Single by Jung Kook featuring Latto

from the album Golden
- Released: July 14, 2023
- Genre: UK garage; pop;
- Length: 3:05
- Label: Big Hit
- Songwriters: Andrew Watt; Cirkut; Jon Bellion; Latto; Theron Makiel Thomas;
- Producers: Watt; Cirkut;

Jung Kook singles chronology
| "Dreamers" (2022) | "Seven" (2023) | "3D" (2023) |

Latto singles chronology
| "Put It on da Floor Again" (2023) | "Seven" (2023) | "Too Fast (Pull Over)" (2023) |

Music video
- "Seven" on YouTube

= Seven (Jung Kook song) =

"Seven" is a song by South Korean singer Jung Kook of BTS featuring American rapper Latto, released as a single on July 14, 2023, through Big Hit Music. It was produced by Andrew Watt and Cirkut who co-wrote it with Jon Bellion, Latto, and Theron Makiel Thomas. The song is a romantic UK garage pop track about wanting to spend all of one's time with one's lover. An explicit version was also released, and later included on Jungkook's debut studio album Golden.

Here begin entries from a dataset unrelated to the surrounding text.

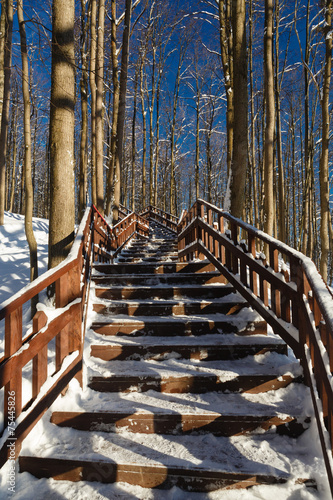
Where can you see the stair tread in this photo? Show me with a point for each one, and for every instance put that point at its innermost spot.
(270, 403)
(190, 341)
(258, 454)
(273, 364)
(169, 302)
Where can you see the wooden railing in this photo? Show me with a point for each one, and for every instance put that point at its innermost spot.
(168, 220)
(123, 211)
(95, 241)
(110, 241)
(281, 284)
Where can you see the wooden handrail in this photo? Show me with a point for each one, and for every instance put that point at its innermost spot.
(168, 220)
(283, 285)
(95, 241)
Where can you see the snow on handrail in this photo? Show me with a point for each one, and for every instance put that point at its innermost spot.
(284, 286)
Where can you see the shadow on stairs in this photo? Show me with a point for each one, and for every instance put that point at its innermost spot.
(185, 388)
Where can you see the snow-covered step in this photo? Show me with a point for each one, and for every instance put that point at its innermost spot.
(193, 462)
(158, 291)
(163, 268)
(224, 305)
(260, 374)
(177, 325)
(158, 279)
(206, 348)
(168, 422)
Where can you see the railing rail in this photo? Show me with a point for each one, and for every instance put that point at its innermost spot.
(168, 220)
(95, 241)
(283, 285)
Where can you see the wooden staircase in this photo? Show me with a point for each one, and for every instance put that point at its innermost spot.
(182, 381)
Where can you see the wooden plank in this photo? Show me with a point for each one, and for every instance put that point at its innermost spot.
(263, 311)
(196, 384)
(39, 367)
(190, 479)
(34, 415)
(175, 424)
(18, 360)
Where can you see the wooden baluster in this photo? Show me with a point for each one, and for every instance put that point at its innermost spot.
(316, 312)
(216, 243)
(234, 237)
(253, 275)
(275, 294)
(263, 291)
(196, 229)
(210, 223)
(62, 339)
(295, 268)
(39, 364)
(222, 247)
(13, 342)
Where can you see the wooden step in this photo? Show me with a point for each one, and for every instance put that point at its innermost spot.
(150, 259)
(194, 383)
(160, 268)
(160, 461)
(167, 308)
(150, 292)
(173, 326)
(155, 476)
(200, 352)
(159, 279)
(177, 424)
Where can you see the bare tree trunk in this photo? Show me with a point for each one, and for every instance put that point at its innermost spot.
(157, 150)
(226, 43)
(240, 150)
(62, 213)
(278, 82)
(112, 175)
(253, 121)
(151, 131)
(323, 166)
(122, 108)
(14, 154)
(135, 97)
(29, 199)
(100, 109)
(92, 81)
(84, 112)
(306, 191)
(8, 5)
(270, 117)
(144, 132)
(173, 201)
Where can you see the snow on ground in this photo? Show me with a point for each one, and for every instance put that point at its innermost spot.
(304, 454)
(14, 253)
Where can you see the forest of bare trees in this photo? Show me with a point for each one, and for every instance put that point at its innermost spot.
(162, 101)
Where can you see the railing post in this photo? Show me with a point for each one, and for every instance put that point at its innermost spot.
(196, 229)
(275, 294)
(234, 260)
(39, 365)
(62, 339)
(222, 248)
(253, 275)
(13, 342)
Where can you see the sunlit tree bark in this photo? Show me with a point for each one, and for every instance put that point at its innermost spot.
(270, 117)
(240, 152)
(5, 73)
(29, 201)
(323, 166)
(62, 213)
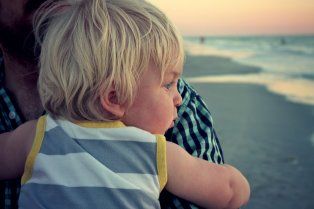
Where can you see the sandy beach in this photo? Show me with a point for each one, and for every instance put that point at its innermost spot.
(270, 139)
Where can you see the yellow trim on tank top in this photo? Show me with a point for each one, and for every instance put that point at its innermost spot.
(40, 130)
(102, 124)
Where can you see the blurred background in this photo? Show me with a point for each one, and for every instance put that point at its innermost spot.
(253, 63)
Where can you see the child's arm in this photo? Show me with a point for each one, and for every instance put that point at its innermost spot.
(14, 148)
(207, 184)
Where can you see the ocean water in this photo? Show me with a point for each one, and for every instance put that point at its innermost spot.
(287, 62)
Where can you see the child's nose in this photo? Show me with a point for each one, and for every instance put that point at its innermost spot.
(177, 99)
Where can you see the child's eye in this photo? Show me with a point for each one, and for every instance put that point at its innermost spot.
(168, 85)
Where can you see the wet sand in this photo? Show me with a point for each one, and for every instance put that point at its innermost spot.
(270, 139)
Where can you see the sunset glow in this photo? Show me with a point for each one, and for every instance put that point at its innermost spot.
(240, 17)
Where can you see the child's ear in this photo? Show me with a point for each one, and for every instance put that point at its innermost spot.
(109, 102)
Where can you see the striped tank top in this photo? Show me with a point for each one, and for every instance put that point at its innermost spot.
(93, 165)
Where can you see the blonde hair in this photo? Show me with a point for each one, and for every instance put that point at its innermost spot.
(90, 46)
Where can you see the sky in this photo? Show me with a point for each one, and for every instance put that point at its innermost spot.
(240, 17)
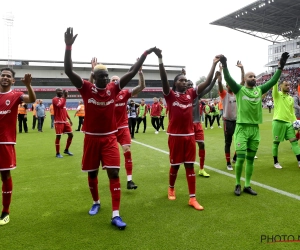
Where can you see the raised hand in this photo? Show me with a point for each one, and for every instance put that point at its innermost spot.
(157, 52)
(183, 71)
(94, 62)
(223, 60)
(217, 74)
(149, 51)
(27, 79)
(239, 64)
(283, 60)
(69, 38)
(65, 93)
(217, 58)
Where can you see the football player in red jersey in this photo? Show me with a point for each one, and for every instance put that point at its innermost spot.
(123, 134)
(9, 102)
(100, 127)
(62, 126)
(181, 140)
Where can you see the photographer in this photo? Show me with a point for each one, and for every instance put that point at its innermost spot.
(132, 115)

The single entered music charts in over fifty territories and topped rankings in India, Latvia, Malaysia, and Singapore. It debuted atop the Billboard Hot 100 in the United States and the Global 200, becoming both Jungkook and Latto's first number-one. It also topped Billboards Hits of the World charts in Hong Kong, Indonesia, Malaysia, Vietnam, South Korea, Philippines, and Taiwan.

"Seven" debuted at number three on the UK Singles Chart and set a new record as the highest debuting single by a solo Korean act in history. Elsewhere, it charted in the top ten in Australia, Canada, Ireland, Japan, Lithuania, Peru, Paraguay, New Zealand, South Korea, and Switzerland. It also broke the record for the fastest song in history to surpass one billion streams on Spotify and eventually became the most-streamed collaboration of 2023 on the platform.

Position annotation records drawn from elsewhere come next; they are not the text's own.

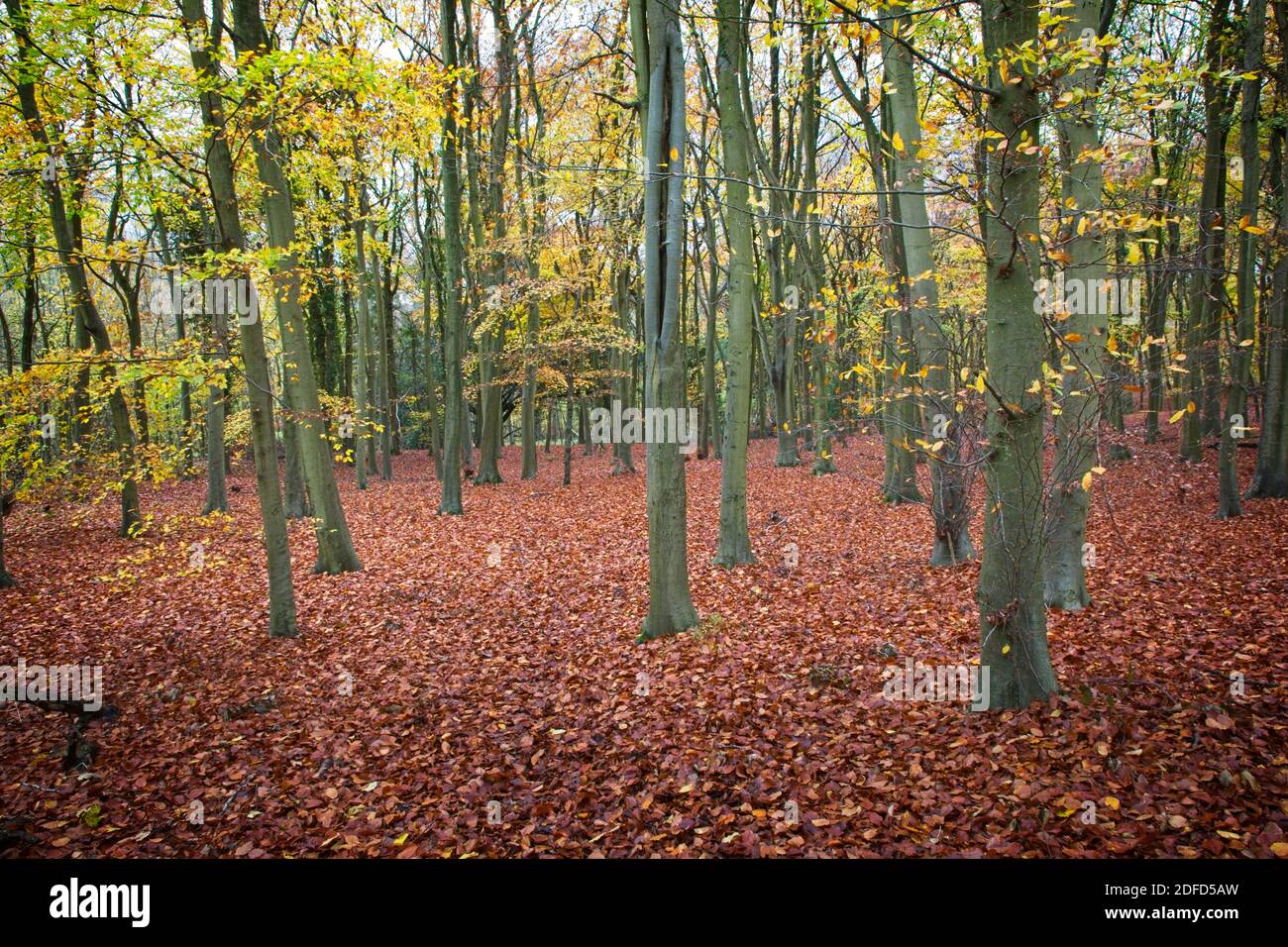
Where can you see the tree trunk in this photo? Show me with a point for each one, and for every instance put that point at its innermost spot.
(71, 254)
(734, 544)
(656, 33)
(1083, 334)
(450, 499)
(1013, 612)
(219, 166)
(335, 547)
(1245, 322)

==Background and release==

Upon hearing “Seven,” I thought, “This is it.” After that, I focused on practicing and recording the track multiple times to perfect it. I hope that many people can feel as I felt when I first heard the song.
— Variety

On June 29, 2023, Big Hit Music announced via Weverse that Jungkook's single "Seven" would be released on July 14, 2023. Prior to the digital single's release, "Still with You" and "My You" were made available on streaming services such as Spotify and Apple Music on July 3, 2023. Both songs were previously only available on SoundCloud or YouTube. On July 7, concept photos and a short film were released. This was followed by the official music video teaser on July 13.

A progressive house dance remix by Swedish DJ Alesso was released on August 25, 2023, while a second remix, by French DJ David Guetta, was released at the end of October.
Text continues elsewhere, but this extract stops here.